36 posters by Willi Kunz
Whilst browsing the MOMA recent acquisitions site, as you do, I noticed that 39 Posters by Willi Kunz,, created for Columbia University Graduate School of Architecture Planning and Preservation lecture series, have been added to the MOMA collection.
These brought back some powerful memories. I saw them pinned up at college by a tutor who must have been on Columbia's mailing list - I knew I should have pinched them off the wall. And I was in New York in 1990 and went to the Jean Baudrillard lecture shown here.
I've created a Flickr set of 36 of them. Taken as a whole they are quite overwhelming, too much to take in - I find myself sucking for air. Poring over them individually, you can see a master at work, a perfect blending of typographic control and expressive composition.
Willi Kunz. (American, born 1943). Columbia University, Graduate School of Architecture, Planning and Preservation Lecture Series Fall 1984. 1984. Lithograph, 24 x 12" (61 x 30.5 cm). Gift of the designer
As Ellen Lupton wrote in an essay originally intended for Kunz' book Micro + Macroaesthetics:
"Kunz explained in Octavo, “Through the translation of architectural elements into typography, the posters present a visual summary of the quality and spirit of the events they announce.” In a series of posters for architectural lectures and exhibitions at the GSAPP, this act of “translation” takes form through grid-like geometric frameworks, partially filled in with color or expressed with rules, which serve both to create abstract compositions and to organize information. Kunz uses typographic bars and the play of positive and negative space to suggest metaphoric “floors” and “foundations,“openings in a wall surface, and symbolic staircases.

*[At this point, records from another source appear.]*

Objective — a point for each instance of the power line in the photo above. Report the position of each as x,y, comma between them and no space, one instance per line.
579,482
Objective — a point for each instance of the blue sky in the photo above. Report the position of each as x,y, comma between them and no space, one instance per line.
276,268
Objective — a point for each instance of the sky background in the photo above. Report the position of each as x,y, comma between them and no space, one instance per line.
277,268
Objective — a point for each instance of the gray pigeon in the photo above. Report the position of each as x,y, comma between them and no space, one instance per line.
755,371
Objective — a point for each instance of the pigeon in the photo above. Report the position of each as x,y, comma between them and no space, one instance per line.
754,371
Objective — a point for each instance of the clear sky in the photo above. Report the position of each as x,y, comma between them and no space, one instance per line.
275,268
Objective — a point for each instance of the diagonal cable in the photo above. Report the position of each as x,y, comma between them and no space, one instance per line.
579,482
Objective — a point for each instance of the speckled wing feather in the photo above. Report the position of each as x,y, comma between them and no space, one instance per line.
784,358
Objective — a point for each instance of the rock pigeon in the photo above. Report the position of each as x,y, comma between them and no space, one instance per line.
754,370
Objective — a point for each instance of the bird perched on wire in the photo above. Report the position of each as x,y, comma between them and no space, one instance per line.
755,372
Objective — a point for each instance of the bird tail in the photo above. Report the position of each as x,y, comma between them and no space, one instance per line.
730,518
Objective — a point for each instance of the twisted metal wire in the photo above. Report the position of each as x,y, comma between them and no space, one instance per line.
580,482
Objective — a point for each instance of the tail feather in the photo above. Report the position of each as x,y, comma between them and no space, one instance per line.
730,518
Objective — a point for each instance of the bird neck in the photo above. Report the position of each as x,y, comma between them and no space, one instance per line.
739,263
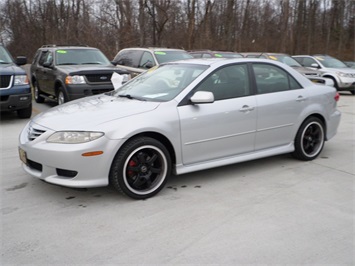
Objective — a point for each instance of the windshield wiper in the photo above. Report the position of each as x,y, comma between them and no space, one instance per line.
128,96
63,64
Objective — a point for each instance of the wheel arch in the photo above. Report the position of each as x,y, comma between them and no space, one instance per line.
161,138
321,118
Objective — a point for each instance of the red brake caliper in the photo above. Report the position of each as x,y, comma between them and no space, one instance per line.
131,164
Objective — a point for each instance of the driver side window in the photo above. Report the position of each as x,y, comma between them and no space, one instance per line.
228,82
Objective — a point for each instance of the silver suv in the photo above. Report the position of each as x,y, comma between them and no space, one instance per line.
138,60
342,76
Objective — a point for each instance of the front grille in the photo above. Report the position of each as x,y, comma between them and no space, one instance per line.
5,81
66,173
311,74
34,165
99,78
34,133
96,91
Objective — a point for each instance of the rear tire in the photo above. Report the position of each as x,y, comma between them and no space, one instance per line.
141,168
25,113
309,140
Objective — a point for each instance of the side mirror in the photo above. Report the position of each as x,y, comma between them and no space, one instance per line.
148,65
21,60
47,64
200,97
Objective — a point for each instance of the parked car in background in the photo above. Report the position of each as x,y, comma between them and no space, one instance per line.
138,60
15,89
63,73
342,76
180,117
214,54
313,75
288,60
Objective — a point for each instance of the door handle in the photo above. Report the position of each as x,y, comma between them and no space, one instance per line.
246,109
301,99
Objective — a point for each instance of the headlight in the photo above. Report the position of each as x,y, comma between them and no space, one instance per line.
21,80
74,137
344,75
75,80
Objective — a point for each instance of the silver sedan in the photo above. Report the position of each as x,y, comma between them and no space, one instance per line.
177,118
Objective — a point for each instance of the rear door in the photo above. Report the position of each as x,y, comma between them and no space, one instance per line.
280,100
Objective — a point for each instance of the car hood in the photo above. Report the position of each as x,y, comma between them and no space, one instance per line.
10,69
90,112
89,69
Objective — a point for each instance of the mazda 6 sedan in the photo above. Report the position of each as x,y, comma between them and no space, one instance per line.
178,118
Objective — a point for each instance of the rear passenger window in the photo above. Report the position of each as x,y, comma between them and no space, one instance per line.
271,79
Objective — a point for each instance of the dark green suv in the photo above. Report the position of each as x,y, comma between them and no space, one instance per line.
15,90
65,73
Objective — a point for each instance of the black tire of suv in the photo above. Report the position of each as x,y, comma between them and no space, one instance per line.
25,113
37,92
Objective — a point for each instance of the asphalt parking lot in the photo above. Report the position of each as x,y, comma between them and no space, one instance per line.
270,211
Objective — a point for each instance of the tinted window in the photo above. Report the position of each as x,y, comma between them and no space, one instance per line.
147,60
167,56
307,62
271,79
4,56
80,57
46,57
227,82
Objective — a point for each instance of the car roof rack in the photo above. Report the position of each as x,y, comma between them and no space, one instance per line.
61,45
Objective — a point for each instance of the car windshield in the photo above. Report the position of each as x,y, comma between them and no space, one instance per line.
5,58
81,57
288,60
331,62
162,83
168,56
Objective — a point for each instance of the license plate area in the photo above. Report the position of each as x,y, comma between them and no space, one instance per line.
23,155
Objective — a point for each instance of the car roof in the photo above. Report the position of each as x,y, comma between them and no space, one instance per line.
153,49
220,61
56,46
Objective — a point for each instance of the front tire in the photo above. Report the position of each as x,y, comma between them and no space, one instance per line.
309,140
37,93
141,168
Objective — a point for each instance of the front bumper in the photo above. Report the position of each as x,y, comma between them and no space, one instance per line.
64,164
79,91
15,102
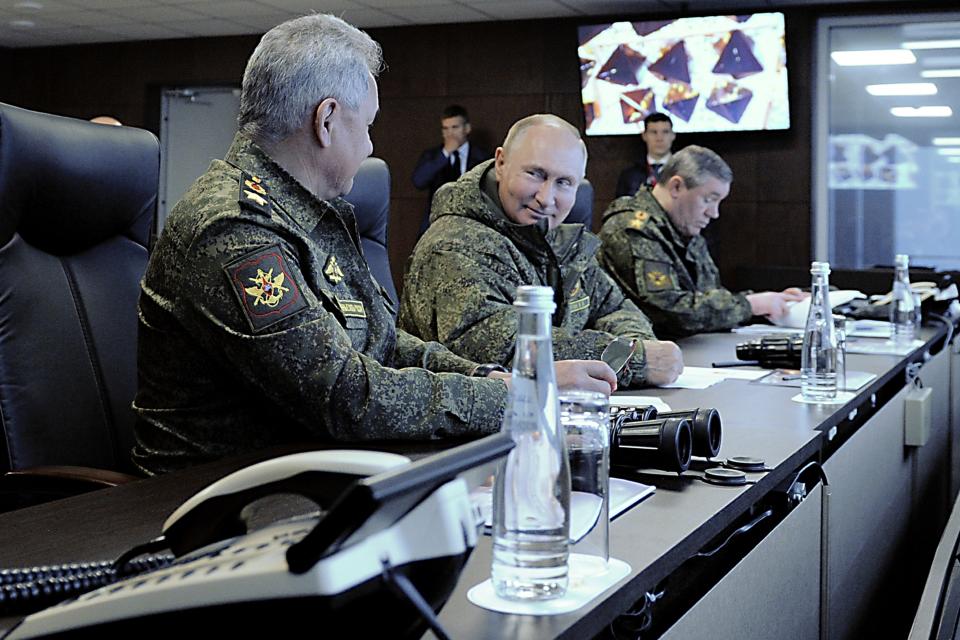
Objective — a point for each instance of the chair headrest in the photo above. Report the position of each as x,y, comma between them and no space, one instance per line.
68,184
582,211
370,197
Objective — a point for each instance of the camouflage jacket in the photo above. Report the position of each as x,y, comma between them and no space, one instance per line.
463,275
672,278
260,324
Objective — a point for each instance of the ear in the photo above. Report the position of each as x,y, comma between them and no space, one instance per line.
498,162
675,186
327,111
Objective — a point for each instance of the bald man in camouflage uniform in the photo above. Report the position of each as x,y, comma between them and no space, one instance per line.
260,322
499,227
653,248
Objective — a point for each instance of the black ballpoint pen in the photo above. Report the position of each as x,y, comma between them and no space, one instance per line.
735,363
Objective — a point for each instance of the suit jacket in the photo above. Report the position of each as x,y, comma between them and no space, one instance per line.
434,170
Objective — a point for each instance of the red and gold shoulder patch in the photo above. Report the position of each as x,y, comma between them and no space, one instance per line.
254,193
265,287
638,218
657,276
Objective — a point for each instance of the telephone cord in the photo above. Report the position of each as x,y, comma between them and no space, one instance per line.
27,590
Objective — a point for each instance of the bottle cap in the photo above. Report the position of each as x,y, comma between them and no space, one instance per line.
535,299
820,268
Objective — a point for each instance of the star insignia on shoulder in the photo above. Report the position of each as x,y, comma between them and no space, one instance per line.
254,193
250,195
332,270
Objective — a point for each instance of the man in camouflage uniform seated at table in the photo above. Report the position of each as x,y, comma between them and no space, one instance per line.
500,226
653,248
260,322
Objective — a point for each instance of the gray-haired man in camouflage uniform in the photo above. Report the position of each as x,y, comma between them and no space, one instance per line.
260,322
653,248
498,227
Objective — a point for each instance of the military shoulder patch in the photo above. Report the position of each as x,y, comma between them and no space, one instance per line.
263,284
351,308
254,194
579,304
638,219
657,276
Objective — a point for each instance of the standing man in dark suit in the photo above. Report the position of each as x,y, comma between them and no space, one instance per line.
658,137
440,165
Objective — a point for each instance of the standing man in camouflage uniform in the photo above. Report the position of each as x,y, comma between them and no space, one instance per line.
653,248
260,322
498,227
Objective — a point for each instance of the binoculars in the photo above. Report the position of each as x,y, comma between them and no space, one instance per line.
773,352
640,437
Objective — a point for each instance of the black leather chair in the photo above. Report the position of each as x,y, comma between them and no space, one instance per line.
370,197
582,212
77,202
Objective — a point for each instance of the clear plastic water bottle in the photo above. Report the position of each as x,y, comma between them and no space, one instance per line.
531,494
818,369
903,304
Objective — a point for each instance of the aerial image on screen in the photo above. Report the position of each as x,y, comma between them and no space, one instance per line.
719,73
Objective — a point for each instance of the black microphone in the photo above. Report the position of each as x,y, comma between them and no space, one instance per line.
773,352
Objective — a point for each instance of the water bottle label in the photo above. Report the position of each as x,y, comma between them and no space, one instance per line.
530,476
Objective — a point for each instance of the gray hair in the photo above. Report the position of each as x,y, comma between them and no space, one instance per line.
547,119
695,164
297,65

Kunz began designing this series of bi-annual posters in 1984. The series, which Kunz continues to produce today, is a remarkable document of one designer’s work for a single client over more than a decade. The posters’ consistent format and precise focus link them into a coherent sequence, while allowing Kunz remarkable room for variation. It is fascinating to watch his use of color, form, and typography shift to reflect changing ideas in the architectural world."